What are Atomic operations? Operations that would get executed fully before the thread that executes the operation pre-empted are called atomic operation. In other words, The thread that executes the atomic operations would not get preempted before completing the atomic operation. Interlocked class from .NET framework provides atomic functionality. Atomic operations are faster then lock. Atomic operations guarantee that the atomic reads are always from the main memory and atomic writes are immediately updated to the main memory immediately. One can write effective locking with the help of Interlocked. Exchange method. Though locks are best fit for many places and solves most of the synchronization related issues, performance of the locks are not so great when we compare them with interlocked.

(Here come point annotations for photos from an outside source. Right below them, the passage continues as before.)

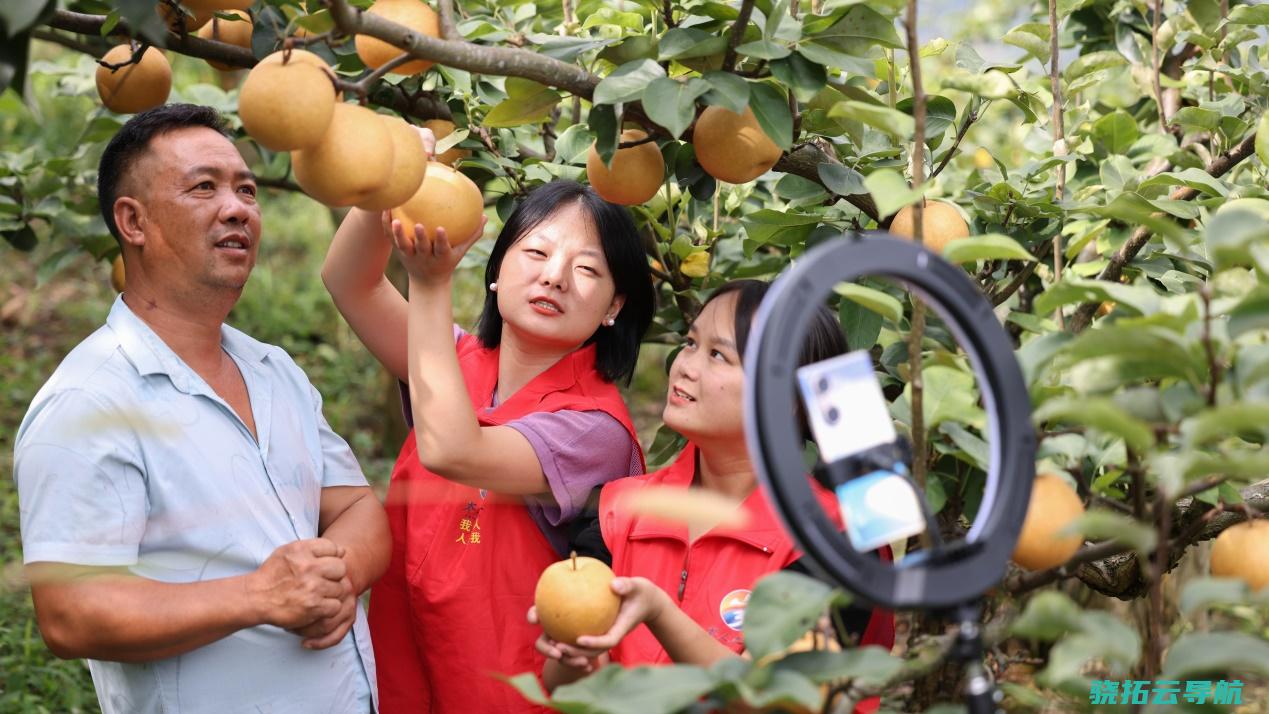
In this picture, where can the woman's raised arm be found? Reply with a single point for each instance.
(353, 274)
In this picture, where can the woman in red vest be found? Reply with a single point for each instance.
(684, 590)
(512, 428)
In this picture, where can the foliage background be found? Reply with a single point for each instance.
(1156, 411)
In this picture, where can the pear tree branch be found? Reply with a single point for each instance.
(1217, 168)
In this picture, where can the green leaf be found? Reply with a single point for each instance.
(1117, 131)
(834, 55)
(1066, 6)
(803, 76)
(628, 81)
(1235, 230)
(764, 50)
(673, 103)
(1032, 38)
(1099, 414)
(1132, 208)
(967, 441)
(782, 227)
(636, 690)
(685, 43)
(1138, 299)
(861, 325)
(1249, 420)
(989, 246)
(603, 123)
(1207, 591)
(1109, 525)
(527, 103)
(1217, 653)
(574, 143)
(19, 15)
(782, 608)
(1192, 178)
(726, 90)
(949, 396)
(1251, 313)
(1093, 62)
(527, 684)
(939, 114)
(863, 27)
(882, 118)
(991, 84)
(890, 190)
(1047, 616)
(1102, 637)
(841, 180)
(1249, 15)
(1263, 138)
(1197, 119)
(876, 301)
(772, 110)
(867, 666)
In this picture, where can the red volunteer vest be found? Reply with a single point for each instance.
(448, 615)
(712, 577)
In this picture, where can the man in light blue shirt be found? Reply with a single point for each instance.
(190, 523)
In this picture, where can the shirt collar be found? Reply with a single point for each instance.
(763, 529)
(151, 355)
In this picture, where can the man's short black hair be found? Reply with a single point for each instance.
(617, 346)
(132, 141)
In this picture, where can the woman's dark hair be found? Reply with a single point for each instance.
(131, 142)
(824, 337)
(617, 346)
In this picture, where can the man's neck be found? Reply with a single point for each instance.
(519, 363)
(725, 468)
(190, 331)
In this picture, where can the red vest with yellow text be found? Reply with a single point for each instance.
(449, 613)
(711, 577)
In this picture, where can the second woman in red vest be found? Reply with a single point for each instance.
(684, 589)
(513, 426)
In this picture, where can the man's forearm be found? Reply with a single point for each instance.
(363, 530)
(126, 618)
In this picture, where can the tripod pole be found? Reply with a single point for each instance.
(981, 695)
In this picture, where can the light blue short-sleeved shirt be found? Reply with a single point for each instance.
(128, 458)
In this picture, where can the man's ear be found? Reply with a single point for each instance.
(130, 218)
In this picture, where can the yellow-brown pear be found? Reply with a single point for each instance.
(1242, 552)
(635, 175)
(1053, 505)
(940, 223)
(446, 199)
(137, 86)
(575, 597)
(286, 107)
(413, 14)
(352, 160)
(732, 147)
(409, 168)
(231, 32)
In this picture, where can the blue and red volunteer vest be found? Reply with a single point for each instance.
(711, 577)
(449, 614)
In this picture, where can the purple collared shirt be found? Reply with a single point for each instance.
(578, 450)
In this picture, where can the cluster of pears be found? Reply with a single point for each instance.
(730, 147)
(146, 83)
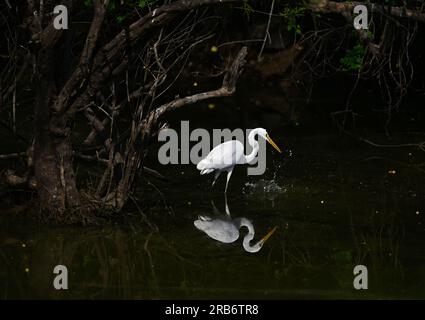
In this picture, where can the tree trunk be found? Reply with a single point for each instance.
(56, 183)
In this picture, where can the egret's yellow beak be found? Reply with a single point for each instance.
(268, 235)
(269, 140)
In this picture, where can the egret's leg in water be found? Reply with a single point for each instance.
(229, 174)
(216, 175)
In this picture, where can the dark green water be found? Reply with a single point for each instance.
(336, 205)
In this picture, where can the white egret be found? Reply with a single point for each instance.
(226, 230)
(226, 155)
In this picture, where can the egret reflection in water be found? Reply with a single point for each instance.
(226, 230)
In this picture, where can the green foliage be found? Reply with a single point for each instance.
(353, 59)
(291, 16)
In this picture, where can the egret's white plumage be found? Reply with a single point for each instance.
(226, 155)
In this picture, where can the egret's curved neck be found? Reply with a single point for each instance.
(254, 144)
(243, 222)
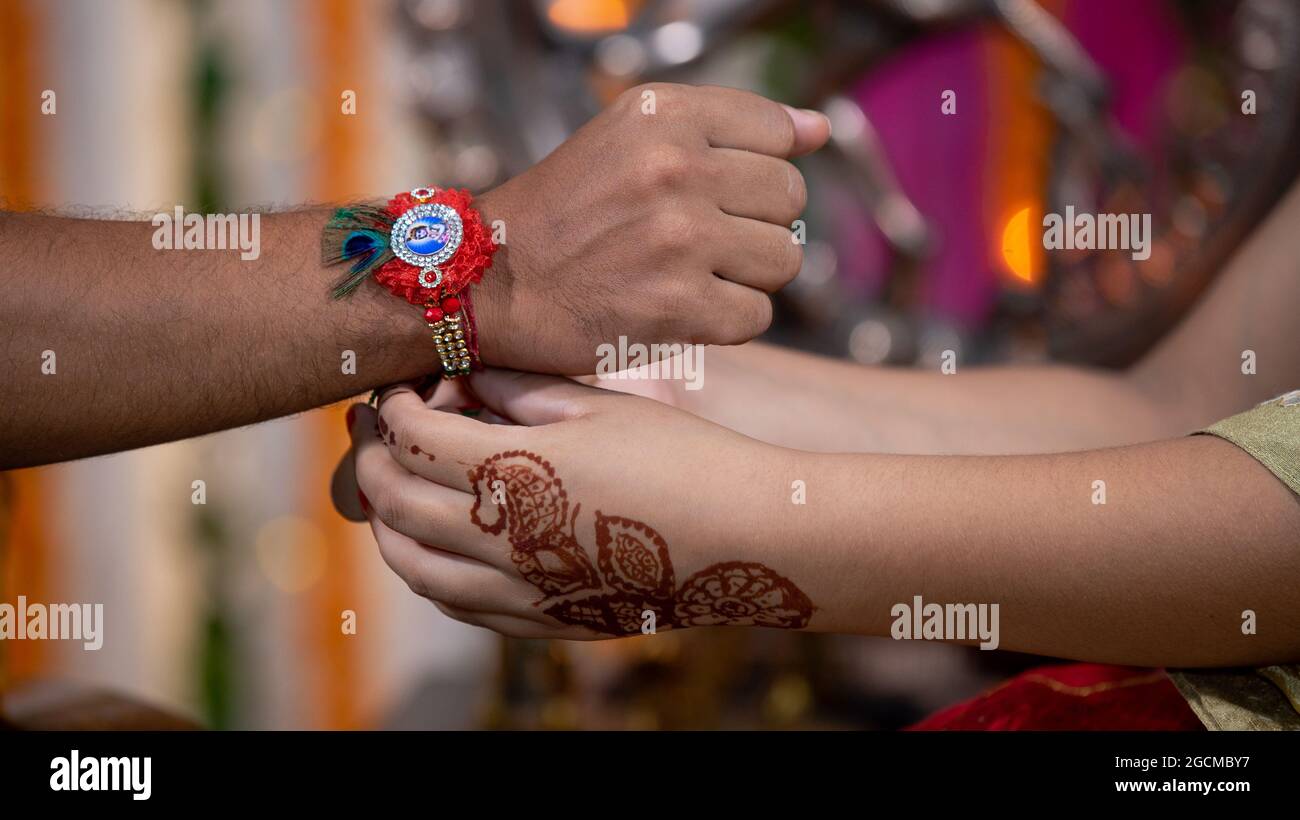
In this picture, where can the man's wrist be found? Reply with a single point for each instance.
(492, 296)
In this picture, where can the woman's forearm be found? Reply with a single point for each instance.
(815, 403)
(1192, 534)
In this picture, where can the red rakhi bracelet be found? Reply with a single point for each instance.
(428, 247)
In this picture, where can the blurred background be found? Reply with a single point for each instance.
(956, 125)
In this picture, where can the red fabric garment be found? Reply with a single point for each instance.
(1073, 697)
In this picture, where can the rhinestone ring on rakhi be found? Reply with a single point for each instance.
(425, 237)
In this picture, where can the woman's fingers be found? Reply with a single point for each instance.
(416, 507)
(450, 578)
(532, 399)
(342, 486)
(510, 625)
(440, 443)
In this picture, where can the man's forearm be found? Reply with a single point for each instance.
(108, 343)
(1192, 533)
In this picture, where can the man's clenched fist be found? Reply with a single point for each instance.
(666, 218)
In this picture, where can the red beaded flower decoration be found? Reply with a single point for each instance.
(425, 246)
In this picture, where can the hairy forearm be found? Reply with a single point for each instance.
(822, 404)
(1194, 533)
(108, 343)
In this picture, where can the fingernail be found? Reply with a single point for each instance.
(806, 117)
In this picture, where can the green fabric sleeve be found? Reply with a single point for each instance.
(1270, 433)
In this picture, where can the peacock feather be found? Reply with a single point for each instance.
(358, 234)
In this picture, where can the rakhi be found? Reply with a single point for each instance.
(428, 247)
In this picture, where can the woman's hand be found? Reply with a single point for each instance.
(666, 220)
(597, 515)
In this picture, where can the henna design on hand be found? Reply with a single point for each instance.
(635, 567)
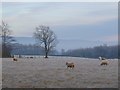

Locks vs atomic operations

Locks controls instruction reordering where as interlocked operations guarantees reads /writes from/to the processors is immediate and would be available to other processors / threads that does appropriate reads. In fact acquiring lock is an atomic operation. If acquiring lock is not an atomic operation, then more than one thread could acquire same lock. I have seen code where people use locks to just to increment one value. For these cases interlocked class is of good fit.

Refer below the code snippets:

 

// Uses Interlocked classes

 static void Main(string[] args)

        {

            int j = -10;

        Stopwatch sw = new Stopwatch();

            sw.Start();

            for (int i = 0; i < Int32.MaxValue; i++)

            {

                j++;

            }

            sw.Stop();

            Console.WriteLine("Total time taken {0} ms", sw.ElapsedMilliseconds);

            Console.ReadLine();

        }

 

        // Uses Locks

        static void Main(string[] args)

        {

            object lockObj = new object();

            int j = -10;

            Stopwatch sw = new Stopwatch();

            sw.Start();

            for (int i = 0; i < Int32.MaxValue; i++)

            {

                lock (lockObj)

                {

                    j++;

                }

            }

            sw.Stop();

            Console.WriteLine("Total time taken {0} ms", sw.ElapsedMilliseconds);

            Console.ReadLine();

        }  

I have written these code snippets to compare the speed of lock and interlocked statement execution. When I executed above snippets from my laptop [Toshiba Tecra-M5, 2 GHZ, Dual core, 4GB RAM- Win2K3], below are results that I got.

 Interlocked - Total time taken 64326 ms:

Lock - Total time taken 141203 ms:

It is clear that locks take more time. Whenever possible, try to use methods from interlocked classes.

Atomic operations on Multi-core / Multi processors machines.

Though atomic operations guarantee to reflect the latest modification to the primary memory and in the processor that executes, it the responsibility of the code to use atomic operations wherever required. Assume the following

1. You have got two processor machines.

2. Processor 1 Execute one atomic operation on a variable var1.

3. At the same time Processor2 access var2 using normal read.

 

In this case, Processor2 may get stale value as it has no idea that var2 value is changed in the memory. To make the processor 2 to read new up to-date value, code that reads var1 from processor 2, should do volatile read / make use of lock as the processor 2 may have stale data in its cache which might not have been invalidated.